Covenant implies a sharing of pains and sorrows, pleasures and celebrations. This aspect of covenant is important when the parties have a long and conflicted history, where they inhabit the same space and where the mutual sharing of stories is paramount.
This is important because it takes only a little thought to envisage a scenario where a debate about treaty continues and even deepens the divisions within Australian society rather than resolving them. Indeed, it is possible that the most important thing about a treaty will be the successful management of the process of achieving it. Nobody can imagine that the whole population will automatically and openly receive the idea of a treaty in its legal and formal sense. Within both Indigenous and non-Indigenous communities there will be differing positions, some of them openly hostile to the idea. It would be a tragedy if a successfully negotiated treaty left behind it significant disaffected groups. I do not argue that unanimity is a prerequisite. That would be to make the treaty a hostage to willful refusal. I do argue that the process of achieving a treaty is at least as important as the treaty itself.

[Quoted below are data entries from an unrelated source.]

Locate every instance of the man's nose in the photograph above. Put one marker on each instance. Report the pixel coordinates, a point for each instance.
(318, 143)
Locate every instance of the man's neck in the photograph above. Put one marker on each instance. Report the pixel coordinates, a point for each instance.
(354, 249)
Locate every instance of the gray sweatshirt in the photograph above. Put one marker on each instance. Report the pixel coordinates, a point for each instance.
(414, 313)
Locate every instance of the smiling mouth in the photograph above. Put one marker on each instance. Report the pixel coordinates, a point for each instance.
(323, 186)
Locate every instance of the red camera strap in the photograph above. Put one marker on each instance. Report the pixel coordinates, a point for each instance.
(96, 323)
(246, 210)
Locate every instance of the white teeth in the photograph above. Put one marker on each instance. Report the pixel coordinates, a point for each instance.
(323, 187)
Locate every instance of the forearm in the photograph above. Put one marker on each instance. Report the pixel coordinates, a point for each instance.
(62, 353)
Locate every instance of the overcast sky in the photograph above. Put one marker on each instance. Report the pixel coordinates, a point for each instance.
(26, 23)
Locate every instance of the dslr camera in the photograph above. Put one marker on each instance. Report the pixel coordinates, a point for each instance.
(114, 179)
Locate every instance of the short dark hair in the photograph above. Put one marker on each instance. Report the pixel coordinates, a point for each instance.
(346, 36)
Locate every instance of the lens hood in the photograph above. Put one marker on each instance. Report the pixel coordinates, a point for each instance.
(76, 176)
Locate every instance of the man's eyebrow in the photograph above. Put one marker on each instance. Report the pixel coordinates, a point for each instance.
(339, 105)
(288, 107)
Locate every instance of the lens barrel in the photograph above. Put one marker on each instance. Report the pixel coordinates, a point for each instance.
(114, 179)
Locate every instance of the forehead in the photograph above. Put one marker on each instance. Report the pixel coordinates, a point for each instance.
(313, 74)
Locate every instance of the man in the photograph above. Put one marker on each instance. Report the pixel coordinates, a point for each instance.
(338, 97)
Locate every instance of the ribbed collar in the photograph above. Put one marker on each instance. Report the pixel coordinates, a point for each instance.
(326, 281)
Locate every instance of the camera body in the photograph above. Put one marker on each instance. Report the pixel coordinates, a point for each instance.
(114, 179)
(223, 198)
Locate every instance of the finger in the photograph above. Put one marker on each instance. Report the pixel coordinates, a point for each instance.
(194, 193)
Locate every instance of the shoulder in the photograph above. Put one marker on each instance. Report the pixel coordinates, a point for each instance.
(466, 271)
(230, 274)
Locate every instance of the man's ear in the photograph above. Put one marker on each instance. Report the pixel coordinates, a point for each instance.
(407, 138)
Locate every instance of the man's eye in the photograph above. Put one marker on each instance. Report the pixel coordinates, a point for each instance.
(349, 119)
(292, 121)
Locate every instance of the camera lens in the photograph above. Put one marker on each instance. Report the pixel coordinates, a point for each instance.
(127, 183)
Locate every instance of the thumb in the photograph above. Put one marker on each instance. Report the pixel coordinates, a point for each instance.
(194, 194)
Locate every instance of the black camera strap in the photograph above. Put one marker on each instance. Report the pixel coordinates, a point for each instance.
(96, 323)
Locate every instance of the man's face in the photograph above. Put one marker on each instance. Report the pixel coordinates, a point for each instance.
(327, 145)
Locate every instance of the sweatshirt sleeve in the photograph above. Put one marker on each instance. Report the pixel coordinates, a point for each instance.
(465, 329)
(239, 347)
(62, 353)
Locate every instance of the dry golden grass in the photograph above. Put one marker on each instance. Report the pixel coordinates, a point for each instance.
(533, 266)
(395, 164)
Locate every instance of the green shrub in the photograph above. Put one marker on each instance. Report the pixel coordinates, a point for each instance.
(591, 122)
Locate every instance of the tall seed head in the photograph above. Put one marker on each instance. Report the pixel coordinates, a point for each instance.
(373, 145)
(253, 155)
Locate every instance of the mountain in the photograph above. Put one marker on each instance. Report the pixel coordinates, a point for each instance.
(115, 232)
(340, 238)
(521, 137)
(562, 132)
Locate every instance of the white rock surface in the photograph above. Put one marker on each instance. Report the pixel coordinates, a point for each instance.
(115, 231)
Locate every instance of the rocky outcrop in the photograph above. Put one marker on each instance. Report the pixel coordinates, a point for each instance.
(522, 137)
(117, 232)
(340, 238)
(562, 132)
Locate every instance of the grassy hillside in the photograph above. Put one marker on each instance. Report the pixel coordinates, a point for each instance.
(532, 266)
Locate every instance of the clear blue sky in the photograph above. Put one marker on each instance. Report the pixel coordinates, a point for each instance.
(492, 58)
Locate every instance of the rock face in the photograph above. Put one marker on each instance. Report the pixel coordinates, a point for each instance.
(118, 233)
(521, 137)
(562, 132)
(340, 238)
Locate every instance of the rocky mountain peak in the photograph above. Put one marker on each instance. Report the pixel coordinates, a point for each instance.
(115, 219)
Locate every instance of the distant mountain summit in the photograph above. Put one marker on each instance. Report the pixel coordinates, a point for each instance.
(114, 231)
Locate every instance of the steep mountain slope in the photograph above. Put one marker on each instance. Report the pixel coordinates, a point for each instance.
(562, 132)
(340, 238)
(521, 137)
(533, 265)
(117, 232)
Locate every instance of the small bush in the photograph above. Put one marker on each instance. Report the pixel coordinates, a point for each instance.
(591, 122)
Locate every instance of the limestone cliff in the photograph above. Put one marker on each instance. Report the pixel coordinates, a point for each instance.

The name for the principal barrier to a treaty is, we may say, ‘terra nullius'. It is commonly believed that this doctrine, narrowly conceived as a kind of historical legal error, has been expunged by the Mabo decision. The Christian churches are very familiar with the self-deception of thinking that formal decisions have an inevitable power. The great councils of Christendom, from Nicaea in 325CE onwards, have seemingly resolved complex questions that have had a habit of resurfacing from time to time in a different guise. This is because they dealt with deep-rooted issues. ‘Terra nullius' is like that for Australia. Far from being only a discredited legal doctrine, it is a way of thought that encourages a form of national blindness. It comes close to being a form of national sin.
Another criticism of a treaty is that it will encourage litigation in attempts to ensure its enforcement, in other words, division will continue beyond the treaty. Dr Rowan Williams, recently appointed to be the next Archbishop of Canterbury, has noted as a problem the tendency in rights based discourse to require people to continue to identify themselves as victims, even to compete with others for the title of victim. He says:
"The challenge is to do with imagination: with imagining relations other than those of master and slave, advantaged and disadvantaged, and imagining a definition of my or our interest and identity that would require the presence and welfare of others with whom I was not forced constantly to struggle for precedence."4
We need to be committed to this kind of outcome. For this reason we will need to be clear where our commitment lies. If we have a commitment to a treaty that is contingent on the resolution of certain issues, whatever they are, those issues will inevitably become barriers to the successful completion of the process. If we have a commitment to a treaty that is prior to the resolution of issues, the resolution itself becomes possible.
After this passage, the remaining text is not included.